1805.11592

2018

NeurIPS

[Arxiv 1805.11592] Playing hard exploration games by watching [PdF] [notes]

Yusuf Aytar, Tobias Pfaff, David Budden, Tom Le Paine, Ziyu Wang, Nando de Freitas

read 2019/07/03

Objective

Towards reinforcement learning objectives, learn embeddings that are robust to visual variation using self-supervised learning

Motivation

Domain shift exist in arcade video games and their video recordings at the pixel level (color shift, resizing, game/display version, ...). The learnt embedding should therefore be robust to changes in pixel space, while still learning something about the underlying world model (/rules)

Synthesis

Temporal distance classification

Surrogate task: learn to predict the (temporal) distance between two frames of the same video, which forces the model to learn how the "world" evolves over time

This objective is framed as a classification task between frame distance categories [0], [1], [2], [3-4], [5-20], [21-200]. The embedding + classification networks are trained with a cross-entropy loss.

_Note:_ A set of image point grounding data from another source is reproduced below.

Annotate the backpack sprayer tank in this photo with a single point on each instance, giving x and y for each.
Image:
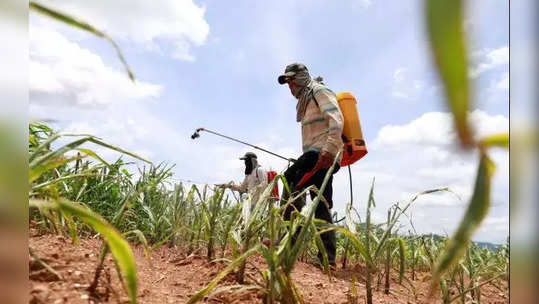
(354, 144)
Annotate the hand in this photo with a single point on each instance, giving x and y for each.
(325, 160)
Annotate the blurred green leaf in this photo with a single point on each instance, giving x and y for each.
(447, 41)
(476, 212)
(70, 20)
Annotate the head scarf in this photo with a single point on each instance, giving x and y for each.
(304, 91)
(250, 164)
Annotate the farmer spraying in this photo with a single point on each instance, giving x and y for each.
(255, 176)
(321, 129)
(254, 183)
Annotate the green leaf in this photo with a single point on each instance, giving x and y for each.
(118, 245)
(70, 20)
(206, 290)
(476, 212)
(447, 41)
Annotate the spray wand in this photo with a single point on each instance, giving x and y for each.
(197, 134)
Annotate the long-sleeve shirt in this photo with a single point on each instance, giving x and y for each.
(322, 124)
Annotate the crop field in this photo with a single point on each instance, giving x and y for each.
(166, 235)
(102, 232)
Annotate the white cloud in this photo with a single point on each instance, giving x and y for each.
(61, 69)
(177, 23)
(436, 128)
(404, 86)
(365, 3)
(489, 59)
(503, 83)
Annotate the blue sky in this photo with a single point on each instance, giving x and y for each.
(215, 65)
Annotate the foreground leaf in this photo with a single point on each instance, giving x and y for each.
(118, 245)
(446, 36)
(70, 20)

Cross-modal temporal distance classification : aligning video and sound

Sounds reflect salient events in the game, therefore correlating visual inputs with video should allow the network to learn about important occurences.

The surrogate task in this case is also to predict a temporal distance, but between visual and audio inputs in this case.

Final loss

Weighted combination of the two orignal ones

Model selection

Cycle-consistency is used to select the best model by favoring models that have high temporal consistency. For this they check if a video frame maps back close (less than 1 time step away) to itself if the nearest neighbour query is applied (in the embedding space) from this frame to another video sequence, and then from the selected frame to back to the original video sequence.